Monday, June 1, 2026

REVIEW: Paperback Crush: The Totally Radical History of '80s and '90s Teen Fiction (nonfiction book) by Gabrielle Moss

Paperback Crush is nonfiction. I bought my copy new.

Review:

I read this primarily for the nostalgic feelings, and it delivered.

Moss takes a broad look at '80s and '90s YA fiction, mostly the stuff that only ever got cheap paperback releases, organizing the book approximately according to topic trends (romance, friendship, family, school, jobs, "issue" books, supernatural horror, and more). There are a few author interviews, as well as some more in-depth mentions of certain publishers or imprints, and sections on topics such as cover art creation. The book's tone is breezy and conversational - this is an easy and fun read illustrated with lots of cover art.

This was simultaneously a trip down memory lane and a lesson in the vast amounts of YA lit I tended to avoid when I was a teen (a lot of the realistic fiction stuff, soapy family dramas, etc.). This book probably covered more authors and specific works I'd never read than stuff I had, and yet the bulk of it somehow got me right in the nostalgia anyway. Maybe it was all that cover art? And man, the cover of the book itself certainly tries to check as many boxes as it can: the font, the frame, gymnastics and ice skating posters, a group of girls (in which "diversity" = one is blonde, one is a brunette, one maybe has red hair, and all three are white), random ballet shoes, and an even more random actual horse poking its head into the bedroom.

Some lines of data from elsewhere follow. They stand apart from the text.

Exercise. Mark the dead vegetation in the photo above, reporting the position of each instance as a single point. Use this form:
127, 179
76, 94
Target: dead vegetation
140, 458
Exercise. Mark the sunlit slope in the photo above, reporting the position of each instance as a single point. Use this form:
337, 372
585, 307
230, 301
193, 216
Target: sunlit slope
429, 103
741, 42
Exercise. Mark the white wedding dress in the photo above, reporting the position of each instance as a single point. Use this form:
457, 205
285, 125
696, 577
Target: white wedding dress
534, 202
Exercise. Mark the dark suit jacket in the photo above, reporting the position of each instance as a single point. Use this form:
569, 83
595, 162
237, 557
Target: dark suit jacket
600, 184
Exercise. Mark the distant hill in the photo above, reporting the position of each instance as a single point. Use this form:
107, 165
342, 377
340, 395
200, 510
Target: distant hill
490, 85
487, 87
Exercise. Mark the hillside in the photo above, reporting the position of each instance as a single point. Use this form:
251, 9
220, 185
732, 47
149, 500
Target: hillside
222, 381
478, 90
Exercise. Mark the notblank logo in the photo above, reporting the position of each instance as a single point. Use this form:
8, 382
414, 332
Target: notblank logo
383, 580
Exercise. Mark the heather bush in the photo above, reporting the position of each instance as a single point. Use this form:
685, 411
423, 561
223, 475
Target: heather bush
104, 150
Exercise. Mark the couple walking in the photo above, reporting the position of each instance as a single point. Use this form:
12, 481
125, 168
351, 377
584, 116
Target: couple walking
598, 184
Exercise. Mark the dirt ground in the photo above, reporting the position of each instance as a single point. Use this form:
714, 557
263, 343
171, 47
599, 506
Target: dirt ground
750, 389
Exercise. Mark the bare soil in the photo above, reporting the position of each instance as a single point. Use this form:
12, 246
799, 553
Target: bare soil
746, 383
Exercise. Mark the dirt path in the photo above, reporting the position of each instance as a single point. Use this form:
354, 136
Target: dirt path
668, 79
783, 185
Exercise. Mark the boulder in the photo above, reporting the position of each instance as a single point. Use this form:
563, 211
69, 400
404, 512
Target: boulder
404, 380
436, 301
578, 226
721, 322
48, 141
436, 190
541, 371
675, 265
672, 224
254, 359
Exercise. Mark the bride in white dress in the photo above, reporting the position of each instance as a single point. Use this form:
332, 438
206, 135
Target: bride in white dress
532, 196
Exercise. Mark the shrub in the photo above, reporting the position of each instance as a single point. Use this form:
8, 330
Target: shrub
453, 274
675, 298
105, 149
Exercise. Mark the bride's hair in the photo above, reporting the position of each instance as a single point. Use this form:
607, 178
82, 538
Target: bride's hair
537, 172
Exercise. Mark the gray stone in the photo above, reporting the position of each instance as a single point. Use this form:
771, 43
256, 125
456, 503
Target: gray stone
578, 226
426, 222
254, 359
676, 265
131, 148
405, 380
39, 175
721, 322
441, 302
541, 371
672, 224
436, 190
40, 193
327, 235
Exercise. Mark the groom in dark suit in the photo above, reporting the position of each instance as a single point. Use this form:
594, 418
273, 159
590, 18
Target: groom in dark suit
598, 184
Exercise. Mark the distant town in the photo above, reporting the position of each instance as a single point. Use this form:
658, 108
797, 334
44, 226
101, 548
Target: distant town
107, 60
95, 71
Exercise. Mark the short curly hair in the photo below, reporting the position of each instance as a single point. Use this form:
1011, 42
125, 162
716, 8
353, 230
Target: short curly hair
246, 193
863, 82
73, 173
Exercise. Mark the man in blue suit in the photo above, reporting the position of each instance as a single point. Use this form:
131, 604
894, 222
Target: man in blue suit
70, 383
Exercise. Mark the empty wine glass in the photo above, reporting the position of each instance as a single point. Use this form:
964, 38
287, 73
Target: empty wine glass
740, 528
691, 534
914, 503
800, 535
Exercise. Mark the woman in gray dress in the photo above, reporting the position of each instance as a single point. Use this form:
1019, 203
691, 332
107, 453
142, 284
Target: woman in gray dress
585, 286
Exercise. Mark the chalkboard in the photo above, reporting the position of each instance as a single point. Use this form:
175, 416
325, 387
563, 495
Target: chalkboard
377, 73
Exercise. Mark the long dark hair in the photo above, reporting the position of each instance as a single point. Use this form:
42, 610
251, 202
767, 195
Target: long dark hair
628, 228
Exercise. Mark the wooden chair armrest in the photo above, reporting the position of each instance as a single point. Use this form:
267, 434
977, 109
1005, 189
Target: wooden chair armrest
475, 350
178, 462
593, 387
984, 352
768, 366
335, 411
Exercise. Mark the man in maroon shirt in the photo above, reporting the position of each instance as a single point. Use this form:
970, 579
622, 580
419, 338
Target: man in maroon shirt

There's a lot of affection for '80s and '90s YA fiction here, but also criticism (issues with diverse representation, approaches to serious topics that were either sensationalized or overly sanitized, etc.), which Moss would often address by discussing some of the exceptions to the rule as well as the more blatant missteps. 

I go through occasional periods of wanting to do some nostalgia-inspired reading, and this book may have brought on another bout. In addition to being reminded of some of my teen faves likes Christopher Pike and Lurlene McDaniel (gah, for shame, I know), I found out about a lot of authors and particular works that probably would have drawn Teen Me had I known about them.